4. 「つのぶえ」――動物の角でできた笛。
5. 「こた(える)」――相手からの働きかけに対して、それに沿うような行動をとる。
【大問2】熟語
- 難度:標準
- 時間配分:2分
- ★必答問題
問一 製造工程
問二 1. ウだけ、「自画(を)自賛(する)」という「目的語+動詞」の関係。他の3つは似た意味の組み合わせ。
2. 打消しの語を付けた場合に、エだけ「無意味―非常識」と異なる。
問三 1. 前代未聞
2. 心機一転
【大問3】文脈の理解
- 難度:標準
- 時間配分:4分
ウ「それとほぼ同じ頃」が冒頭の幼稚園のエピソードを指している。→エ歯医者さんの話の続き。→ア・イ話題が変わっている。
【大問4】説明文の読解
- 難度:やや難
- 時間配分:18分
- ★必答問題
花が虫に花粉を運んでもらうための戦略を解説している。
問一 「植物とハチとは共に進化を遂げてきた」の内容は、「もっとも、」で始まる段落に書かれているので、その最後部の「進化をしていく。」の後に入る。

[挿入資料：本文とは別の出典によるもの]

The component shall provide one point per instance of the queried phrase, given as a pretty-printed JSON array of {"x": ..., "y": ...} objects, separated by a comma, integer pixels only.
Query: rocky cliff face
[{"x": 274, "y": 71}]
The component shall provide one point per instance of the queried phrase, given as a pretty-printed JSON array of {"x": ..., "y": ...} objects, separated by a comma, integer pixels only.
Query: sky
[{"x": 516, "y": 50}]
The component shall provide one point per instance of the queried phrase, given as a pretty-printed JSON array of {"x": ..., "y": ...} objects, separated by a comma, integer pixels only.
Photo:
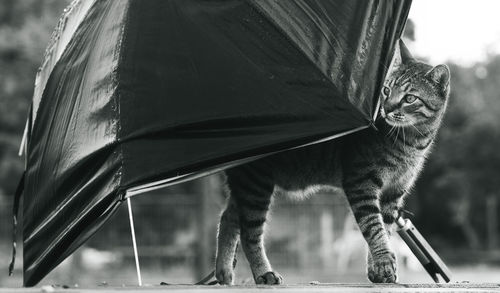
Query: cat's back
[{"x": 297, "y": 171}]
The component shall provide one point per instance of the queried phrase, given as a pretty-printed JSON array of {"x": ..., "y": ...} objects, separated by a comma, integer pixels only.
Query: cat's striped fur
[{"x": 374, "y": 168}]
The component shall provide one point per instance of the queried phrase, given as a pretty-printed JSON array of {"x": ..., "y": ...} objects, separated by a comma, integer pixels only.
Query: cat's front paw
[
  {"x": 269, "y": 278},
  {"x": 383, "y": 269},
  {"x": 225, "y": 276}
]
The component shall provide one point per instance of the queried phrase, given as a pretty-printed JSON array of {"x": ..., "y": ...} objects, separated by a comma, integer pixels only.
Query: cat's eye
[
  {"x": 386, "y": 91},
  {"x": 410, "y": 99}
]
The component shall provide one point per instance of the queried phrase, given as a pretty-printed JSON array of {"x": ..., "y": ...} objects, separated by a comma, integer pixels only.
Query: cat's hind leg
[{"x": 227, "y": 242}]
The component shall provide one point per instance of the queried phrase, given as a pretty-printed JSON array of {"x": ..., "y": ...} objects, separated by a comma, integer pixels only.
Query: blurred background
[{"x": 455, "y": 202}]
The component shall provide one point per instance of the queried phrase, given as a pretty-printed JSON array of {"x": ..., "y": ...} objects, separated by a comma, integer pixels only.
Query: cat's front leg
[
  {"x": 363, "y": 198},
  {"x": 227, "y": 242}
]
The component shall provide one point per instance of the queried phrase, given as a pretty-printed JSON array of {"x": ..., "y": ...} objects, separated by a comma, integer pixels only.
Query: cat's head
[{"x": 414, "y": 92}]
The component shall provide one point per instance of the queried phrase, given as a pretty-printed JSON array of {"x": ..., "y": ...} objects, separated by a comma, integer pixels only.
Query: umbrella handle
[{"x": 429, "y": 259}]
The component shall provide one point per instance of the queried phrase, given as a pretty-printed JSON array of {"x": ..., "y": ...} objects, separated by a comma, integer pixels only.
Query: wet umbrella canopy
[{"x": 137, "y": 94}]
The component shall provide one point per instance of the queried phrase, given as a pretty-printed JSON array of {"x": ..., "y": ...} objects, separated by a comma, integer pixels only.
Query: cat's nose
[{"x": 389, "y": 107}]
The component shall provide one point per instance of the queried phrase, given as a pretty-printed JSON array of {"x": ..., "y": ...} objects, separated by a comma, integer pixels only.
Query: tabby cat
[{"x": 375, "y": 168}]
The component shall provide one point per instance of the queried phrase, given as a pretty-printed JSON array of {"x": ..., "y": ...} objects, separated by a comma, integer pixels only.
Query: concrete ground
[{"x": 309, "y": 288}]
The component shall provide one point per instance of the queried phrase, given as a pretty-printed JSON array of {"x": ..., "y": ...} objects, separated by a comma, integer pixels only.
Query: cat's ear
[
  {"x": 406, "y": 56},
  {"x": 401, "y": 55},
  {"x": 440, "y": 75}
]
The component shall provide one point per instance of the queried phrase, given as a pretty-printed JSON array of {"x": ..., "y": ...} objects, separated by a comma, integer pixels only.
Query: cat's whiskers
[
  {"x": 417, "y": 130},
  {"x": 396, "y": 136},
  {"x": 391, "y": 131}
]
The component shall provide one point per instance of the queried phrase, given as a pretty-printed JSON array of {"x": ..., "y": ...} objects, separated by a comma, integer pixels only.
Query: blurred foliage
[
  {"x": 449, "y": 200},
  {"x": 463, "y": 170}
]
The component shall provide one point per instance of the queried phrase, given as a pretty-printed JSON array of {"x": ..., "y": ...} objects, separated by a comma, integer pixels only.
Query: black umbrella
[{"x": 138, "y": 94}]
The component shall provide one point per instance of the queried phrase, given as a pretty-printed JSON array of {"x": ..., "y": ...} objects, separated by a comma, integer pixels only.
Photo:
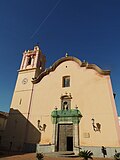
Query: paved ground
[{"x": 32, "y": 156}]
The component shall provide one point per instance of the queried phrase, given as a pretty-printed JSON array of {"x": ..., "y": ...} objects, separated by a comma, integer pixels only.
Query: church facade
[{"x": 62, "y": 108}]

問二 人間は花を見て「美しいと思い感動する」が、植物が花を咲かせるのは子孫を残すためである、という流れになっているので、ウが選べる。
問三 「昆虫に花粉を運んでもらうため」というのが「花の色や形」の理由である。
問四 「問題」とは「さまざまな花を飛び回ってしまう」ことである。これを解決するために春先に咲く黄色い花は「集まって咲く」のである。
問六 「蜜標」があることと「花の形が細長く奥に蜜がある」ことを示せばよい。
問七 3行後ではっきり述べている。
問八 去年と同じ花(=同じ問題)ならすでに学習済みであり簡単に蜜を得られる。「新しい花」(=違う問題)だと、また花の仕組みを学びなおさなければならない。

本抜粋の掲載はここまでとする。